Aspect 36: A non-transitory computer-readable medium storing a set of instructions for wireless communication, the set of instructions comprising one or more instructions that, when executed by one or more processors of a device, cause the device to perform the method of one or more of Aspects 18-26.

The foregoing disclosure provides illustration and description but is not intended to be exhaustive or to limit the aspects to the precise forms disclosed. Modifications and variations may be made in light of the above disclosure or may be acquired from practice of the aspects.

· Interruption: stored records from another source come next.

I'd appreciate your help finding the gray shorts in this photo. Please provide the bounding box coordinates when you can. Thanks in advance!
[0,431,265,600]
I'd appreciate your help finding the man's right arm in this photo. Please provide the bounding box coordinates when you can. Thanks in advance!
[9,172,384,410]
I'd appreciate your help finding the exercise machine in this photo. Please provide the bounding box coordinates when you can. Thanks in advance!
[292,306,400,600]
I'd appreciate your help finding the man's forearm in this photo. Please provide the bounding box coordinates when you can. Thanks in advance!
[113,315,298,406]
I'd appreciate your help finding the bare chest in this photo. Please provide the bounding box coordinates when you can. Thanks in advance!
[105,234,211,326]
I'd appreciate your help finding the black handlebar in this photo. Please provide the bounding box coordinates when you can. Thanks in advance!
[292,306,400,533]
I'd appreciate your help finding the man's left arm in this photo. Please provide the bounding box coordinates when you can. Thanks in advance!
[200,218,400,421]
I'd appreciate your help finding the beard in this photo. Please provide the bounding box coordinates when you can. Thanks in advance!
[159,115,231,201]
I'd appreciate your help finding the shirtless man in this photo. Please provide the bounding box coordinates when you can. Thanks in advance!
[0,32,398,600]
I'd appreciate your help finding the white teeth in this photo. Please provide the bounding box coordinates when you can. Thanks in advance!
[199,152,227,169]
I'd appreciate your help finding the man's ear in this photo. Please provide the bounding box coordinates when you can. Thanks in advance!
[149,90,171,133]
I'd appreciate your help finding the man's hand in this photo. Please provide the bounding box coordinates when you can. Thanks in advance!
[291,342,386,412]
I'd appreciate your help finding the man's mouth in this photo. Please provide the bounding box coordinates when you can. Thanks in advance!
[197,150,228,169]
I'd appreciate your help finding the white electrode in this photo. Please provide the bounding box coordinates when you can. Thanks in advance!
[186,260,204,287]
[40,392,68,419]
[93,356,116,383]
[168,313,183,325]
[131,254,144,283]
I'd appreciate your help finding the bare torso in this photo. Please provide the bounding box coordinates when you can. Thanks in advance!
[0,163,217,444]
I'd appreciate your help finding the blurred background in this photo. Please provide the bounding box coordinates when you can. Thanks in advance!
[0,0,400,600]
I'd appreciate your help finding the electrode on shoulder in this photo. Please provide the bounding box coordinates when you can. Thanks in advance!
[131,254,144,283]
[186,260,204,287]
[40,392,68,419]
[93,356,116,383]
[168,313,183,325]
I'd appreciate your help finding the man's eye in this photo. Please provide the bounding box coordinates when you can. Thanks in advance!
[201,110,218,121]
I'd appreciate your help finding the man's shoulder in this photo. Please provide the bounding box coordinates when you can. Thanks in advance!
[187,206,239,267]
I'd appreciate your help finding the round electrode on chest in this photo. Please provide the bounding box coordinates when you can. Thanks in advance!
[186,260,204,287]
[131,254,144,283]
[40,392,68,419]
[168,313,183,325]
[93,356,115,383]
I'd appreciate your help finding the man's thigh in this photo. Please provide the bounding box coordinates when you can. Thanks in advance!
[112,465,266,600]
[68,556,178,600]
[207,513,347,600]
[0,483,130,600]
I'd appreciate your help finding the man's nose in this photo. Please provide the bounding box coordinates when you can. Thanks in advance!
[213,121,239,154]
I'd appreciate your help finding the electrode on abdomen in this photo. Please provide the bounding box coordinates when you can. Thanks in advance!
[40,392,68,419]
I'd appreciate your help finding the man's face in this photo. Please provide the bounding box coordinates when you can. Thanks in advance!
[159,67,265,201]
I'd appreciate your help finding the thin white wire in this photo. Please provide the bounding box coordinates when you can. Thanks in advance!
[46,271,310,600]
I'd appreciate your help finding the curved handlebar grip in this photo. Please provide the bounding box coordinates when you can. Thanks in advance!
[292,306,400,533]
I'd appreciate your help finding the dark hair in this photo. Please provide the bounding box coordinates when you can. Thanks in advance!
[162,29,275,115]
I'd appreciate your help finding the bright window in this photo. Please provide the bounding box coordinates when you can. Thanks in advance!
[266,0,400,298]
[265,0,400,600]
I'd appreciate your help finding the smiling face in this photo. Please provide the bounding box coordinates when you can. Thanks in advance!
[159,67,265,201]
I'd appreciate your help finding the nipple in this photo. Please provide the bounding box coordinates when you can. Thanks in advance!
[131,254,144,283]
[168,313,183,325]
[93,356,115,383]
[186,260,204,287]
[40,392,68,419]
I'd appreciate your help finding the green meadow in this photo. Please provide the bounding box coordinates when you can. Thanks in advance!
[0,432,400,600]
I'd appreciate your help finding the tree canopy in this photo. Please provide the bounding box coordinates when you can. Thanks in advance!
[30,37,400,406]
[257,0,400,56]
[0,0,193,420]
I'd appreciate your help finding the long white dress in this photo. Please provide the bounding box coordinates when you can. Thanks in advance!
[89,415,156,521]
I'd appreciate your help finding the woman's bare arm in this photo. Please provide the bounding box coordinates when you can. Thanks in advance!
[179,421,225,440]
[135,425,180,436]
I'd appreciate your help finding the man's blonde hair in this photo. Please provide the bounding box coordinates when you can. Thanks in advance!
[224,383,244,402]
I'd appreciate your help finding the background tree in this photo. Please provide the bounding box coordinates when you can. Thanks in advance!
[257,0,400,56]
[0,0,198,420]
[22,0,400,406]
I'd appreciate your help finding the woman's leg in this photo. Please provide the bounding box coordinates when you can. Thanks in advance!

As used herein, the term “component” is intended to be broadly construed as hardware and/or a combination of hardware and software. “Software” shall be construed broadly to mean instructions, instruction sets, code, code segments, program code, programs, subprograms, software modules, applications, software applications, software packages, routines, subroutines, objects, executables, threads of execution, procedures, and/or functions, among other examples, whether referred to as software, firmware, middleware, microcode, hardware description language, or otherwise. As used herein, a “processor” is implemented in hardware and/or a combination of hardware and software. It will be apparent that systems and/or methods described herein may be implemented in different forms of hardware and/or a combination of hardware and software. The actual specialized control hardware or software code used to implement these systems and/or methods is not limiting of the aspects. Thus, the operation and behavior of the systems and/or methods are described herein without reference to specific software code, since those skilled in the art will understand that software and hardware can be designed to implement the systems and/or methods based, at least in part, on the description herein.

As used herein. “satisfying a threshold” may, depending on the context, refer to a value being greater than the threshold, greater than or equal to the threshold, less than the threshold, less than or equal to the threshold, equal to the threshold, not equal to the threshold, or the like.

Even though particular combinations of features are recited in the claims and/or disclosed in the specification, these combinations are not intended to limit the disclosure of various aspects. Many of these features may be combined in ways not specifically recited in the claims and/or disclosed in the specification. The disclosure of various aspects includes each dependent claim in combination with every other claim in the claim set. As used herein, a phrase referring to “at least one of” a list of items refers to any combination of those items, including single members. As an example, “at least one of: a, b, or c” is intended to cover a, b, c, a+b, a+c, b+c, and a+b+c, as well as any combination with multiples of the same element (e.g., a+a, a+a+a, a+a+b, a+a+c, a+b+b, a+c+c, b+b, b+b+b, b+b+c, c+c, and c+c+c, or any other ordering of a, b, and c).

No element, act, or instruction used herein should be construed as critical or essential unless explicitly described as such. Also, as used herein, the articles “a” and “an” are intended to include one or more items and may be used interchangeably with “one or more.” Further, as used herein, the article “the” is intended to include one or more items referenced in connection with the article “the” and may be used interchangeably with “the one or more.” Furthermore, as used herein, the terms “set” and “group” are intended to include one or more items and may be used interchangeably with “one or more.” Where only one item is intended, the phrase “only one” or similar language is used. Also, as used herein, the terms “has,” “have,” “having.” or the like are intended to be open-ended terms that do not limit an element that they modify (e.g., an element “having” A may also have B). Further, the phrase “based on” is intended to mean “based, at least in part, on” unless explicitly stated otherwise. Also, as used herein, the term “or” is intended to be inclusive when used in a series and may be used interchangeably with “and/or,” unless explicitly stated otherwise (e.g., if used in combination with “either” or “only one of”).